Per dirne una, Alberto Tedesco, ex assessore democratico alla Sanità pugliese dimessosi da poco perché iscritto nel registro degli indagati, è diventato capogruppo dei Socialisti autonomisti, anche se proprio il Pd non compare ufficialmente all'interno del portale internet del Consiglio e non è una boutade. Al momento nel centrosinistra permangono i gruppi che esistevano al tempo delle elezioni, con Ds e Margherita su tutti. L’attuale capogruppo dei Ds è candidato dall’Udc alla Provincia di Lecce; Rifondazione ha tre consiglieri ma uno forse è in procinto di passare con il Movimento per la sinistra di Vendola; l’Adc di Pionati non ha un solo rappresentante ed è già in cerca di apparentamenti, ma è il partito dei singoli consiglieri a destare interesse o scalpore. E sì, perché vi sono ben sette gruppi composti da un solo membro (Verdi, Nuovo Psi, Psdi, Idv, Gruppo per le autonomie, Indipendenti Mpa e Sinistra democratica) e cinque gruppi composti da due consiglieri (Udc, Udeur, Socialisti autonomisti, Comunisti italiani, Primavera pugliese). Senza dimenticare i tre componenti di Gruppo misto e Sdi Unità Socialisti Puglia.

Insomma non ci si fa mancare proprio nulla ed il riferimento, come è ovvio, non può essere soltanto a uffici, pc, autisti e quant’altro del genere verrebbe in mente ad un qualsiasi cittadino ma anche, a questo punto, al valzer di alleanze e strategie che di volta in volta si presentano in occasione di leggi, iniziative, delibere.
Certo, non bisogna dimenticare che ad oggi il governatore pugliese è espressione di un partito che non lo ha voluto, nel senso che Rifondazione è guidata da Ferrero il quale ha sottratto la segreteria proprio a Vendola, e quest’ultimo qualche settimana fa ha dato vita al Movimento per la sinistra, altra formazione all’interno di quei partiti che non hanno un seggio in Parlamento.

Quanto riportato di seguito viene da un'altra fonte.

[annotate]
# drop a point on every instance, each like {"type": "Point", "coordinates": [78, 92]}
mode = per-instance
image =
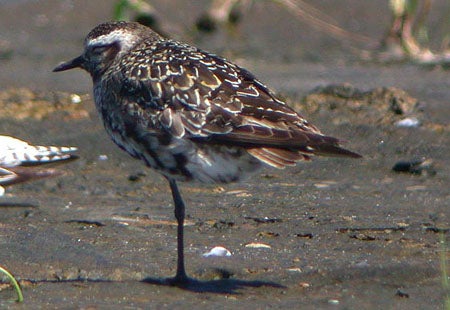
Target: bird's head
{"type": "Point", "coordinates": [106, 43]}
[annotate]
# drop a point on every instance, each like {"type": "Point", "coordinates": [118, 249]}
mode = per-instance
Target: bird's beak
{"type": "Point", "coordinates": [71, 64]}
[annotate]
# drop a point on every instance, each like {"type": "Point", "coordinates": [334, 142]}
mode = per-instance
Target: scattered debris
{"type": "Point", "coordinates": [385, 105]}
{"type": "Point", "coordinates": [372, 229]}
{"type": "Point", "coordinates": [86, 222]}
{"type": "Point", "coordinates": [401, 294]}
{"type": "Point", "coordinates": [136, 176]}
{"type": "Point", "coordinates": [264, 220]}
{"type": "Point", "coordinates": [217, 251]}
{"type": "Point", "coordinates": [269, 234]}
{"type": "Point", "coordinates": [305, 235]}
{"type": "Point", "coordinates": [363, 237]}
{"type": "Point", "coordinates": [419, 167]}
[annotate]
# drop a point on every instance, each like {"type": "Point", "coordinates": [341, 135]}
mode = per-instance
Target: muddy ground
{"type": "Point", "coordinates": [343, 234]}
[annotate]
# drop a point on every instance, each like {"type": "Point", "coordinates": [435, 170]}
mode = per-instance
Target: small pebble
{"type": "Point", "coordinates": [217, 251]}
{"type": "Point", "coordinates": [102, 157]}
{"type": "Point", "coordinates": [255, 245]}
{"type": "Point", "coordinates": [333, 302]}
{"type": "Point", "coordinates": [74, 98]}
{"type": "Point", "coordinates": [408, 122]}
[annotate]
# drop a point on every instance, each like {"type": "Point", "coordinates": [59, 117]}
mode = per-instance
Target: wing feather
{"type": "Point", "coordinates": [200, 96]}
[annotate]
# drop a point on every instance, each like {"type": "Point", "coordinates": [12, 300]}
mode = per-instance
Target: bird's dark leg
{"type": "Point", "coordinates": [181, 276]}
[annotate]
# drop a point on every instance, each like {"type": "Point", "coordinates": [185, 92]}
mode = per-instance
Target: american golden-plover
{"type": "Point", "coordinates": [189, 114]}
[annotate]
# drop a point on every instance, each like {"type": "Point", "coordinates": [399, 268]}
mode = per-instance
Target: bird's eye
{"type": "Point", "coordinates": [99, 49]}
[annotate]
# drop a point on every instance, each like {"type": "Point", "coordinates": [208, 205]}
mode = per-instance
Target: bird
{"type": "Point", "coordinates": [16, 155]}
{"type": "Point", "coordinates": [189, 114]}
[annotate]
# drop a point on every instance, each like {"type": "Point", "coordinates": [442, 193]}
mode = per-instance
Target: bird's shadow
{"type": "Point", "coordinates": [221, 286]}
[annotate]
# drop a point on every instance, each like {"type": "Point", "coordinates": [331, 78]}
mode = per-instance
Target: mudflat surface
{"type": "Point", "coordinates": [344, 234]}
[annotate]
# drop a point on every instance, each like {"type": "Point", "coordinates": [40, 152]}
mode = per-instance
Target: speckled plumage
{"type": "Point", "coordinates": [190, 114]}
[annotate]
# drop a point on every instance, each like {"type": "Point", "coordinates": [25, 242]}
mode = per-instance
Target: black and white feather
{"type": "Point", "coordinates": [16, 154]}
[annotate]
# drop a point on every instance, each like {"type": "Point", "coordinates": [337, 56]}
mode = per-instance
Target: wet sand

Ma peggio della Puglia hanno fatto, udite udite il Veneto, con dieci gruppi formati da un solo consigliere regionale, la Lombardia, la Basilicata ed il Molise con otto. Anche in quest’ultima regione permangono Ds e Margherita, nonostante il discorso del Lingotto, le elezioni del 2008 ed il cambio della guardia Veltroni- Franceschini. Una situazione un tantino anacronistica. La regione più virtuosa è la Valle d’Aosta, con nessun gruppo composto da un solo consigliere, al pari di Campania, Sardegna e Sicilia. Ma purtroppo la terra di Sciascia rappresenta un caso a sé, con l’Ars (Assemblea regionale siciliana) che in pratica, per spese ed organizzazione, assomiglia più ad un’assise internazionale che ad altro con sedi a Roma, Bruxelles e Catania. Il quadro d’insieme risulta un po’ complesso agli occhi degli osservatori stranieri che sovente ci guardano con sarcasmo e anche con sdegno. Passi la rappresentanza delle identità, ma allorquando la sintesi diventa un trend nazionale all’avanguardia, in seguito nelle periferie locali i meccanismi organizzativi dovrebbero essere maggiormente sincronizzati.

E qui entrano in gioco i regolamenti che a questo punto meriterebbero di essere più restrittivi, al fine di dotare le assemblee regionali di funzionamenti più snelli ed efficienti, con un cospicuo risparmio di danari pubblici. Insomma, le lancette dell’orologio politico sembrano essersi fermate in alcune realtà locali dove capita, soprattutto a sinistra, che la sovraesposizione sia un vero deterrente alla modernizzazione della partitocrazia in senso bipolare.